Menurutnya, karena tambang eks PKP2B tidak masuk ke WPN, sehingga tidak ada kewajiban meminta persetujuan DPR. “Kalau WUPK tanpa persetujuan DPR. Kalau persetujuan DPR, itu WPN,” ujar Lana.
Lana mengatakan bahwa tambang eks PKP2B bisa langsung menjadi WUPK. “Nggak, nggak, (perlu minta izin ke DPR). Dibaca lagi Undang-Undangnya,” kata Lana saat dikejar setelah acara tadi.
Lana juga menjelaskan bahwa presiden akan menerbitkan Perpres yang mengatur tentang penatagunaan lahan, termasuk lahan tambang. “Sekarang posisi Perpresnya masih di Menteri Investasi,” kata mantan Direktur Pembinaan Pengusahaan Batubara Ditjen Minerba itu.
Menanggapi pernyataan Lana tersebut, mantan Direktur Jenderal Minerba Kementerian ESDM, Simon Sembiring, mengatakan bahwa yang perlu membaca Undang-Undang Minerba justru pihak Kementerian ESDM. Pasalnya menurut Simon, tambang eks PKP2B seharusnya masuk WPN terlebih dahulu.

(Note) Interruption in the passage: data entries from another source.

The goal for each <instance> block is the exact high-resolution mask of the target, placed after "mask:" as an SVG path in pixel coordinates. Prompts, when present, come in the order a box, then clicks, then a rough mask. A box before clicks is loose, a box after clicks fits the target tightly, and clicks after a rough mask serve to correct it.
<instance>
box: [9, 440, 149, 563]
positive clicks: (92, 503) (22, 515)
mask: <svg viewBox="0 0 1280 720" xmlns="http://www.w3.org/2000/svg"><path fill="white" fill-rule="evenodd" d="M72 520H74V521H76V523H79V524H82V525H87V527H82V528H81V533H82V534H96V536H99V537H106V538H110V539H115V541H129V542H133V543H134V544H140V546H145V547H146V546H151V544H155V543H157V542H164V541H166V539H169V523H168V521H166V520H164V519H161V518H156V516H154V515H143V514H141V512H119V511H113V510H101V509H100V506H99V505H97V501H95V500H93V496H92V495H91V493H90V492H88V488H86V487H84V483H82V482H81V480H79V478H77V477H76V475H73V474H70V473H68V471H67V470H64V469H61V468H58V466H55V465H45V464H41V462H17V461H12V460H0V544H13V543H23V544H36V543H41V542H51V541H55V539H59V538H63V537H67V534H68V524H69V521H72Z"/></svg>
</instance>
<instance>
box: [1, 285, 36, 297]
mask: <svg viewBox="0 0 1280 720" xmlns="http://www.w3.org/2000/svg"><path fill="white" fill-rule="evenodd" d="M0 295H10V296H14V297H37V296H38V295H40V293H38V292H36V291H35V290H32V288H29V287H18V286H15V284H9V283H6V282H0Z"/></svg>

“Oleh karena itu dalam UU No.4/2009 tentang minerba, ditentukan bahwa luas IUPK operasi produksi hanya bisa 15.000 Hektar. Dengan maksud sisa wilayah PKP2B dan KK dikembalikan kepada negara dan menjadi WPN. Bila akan diusahakan WPN tersebut harus terlebih dahulu meminta persetujuan DPR akan jadi WIUPK dan IUPK dan diprioritaskan kepada BUMN dan BUMD,” ujar Simon.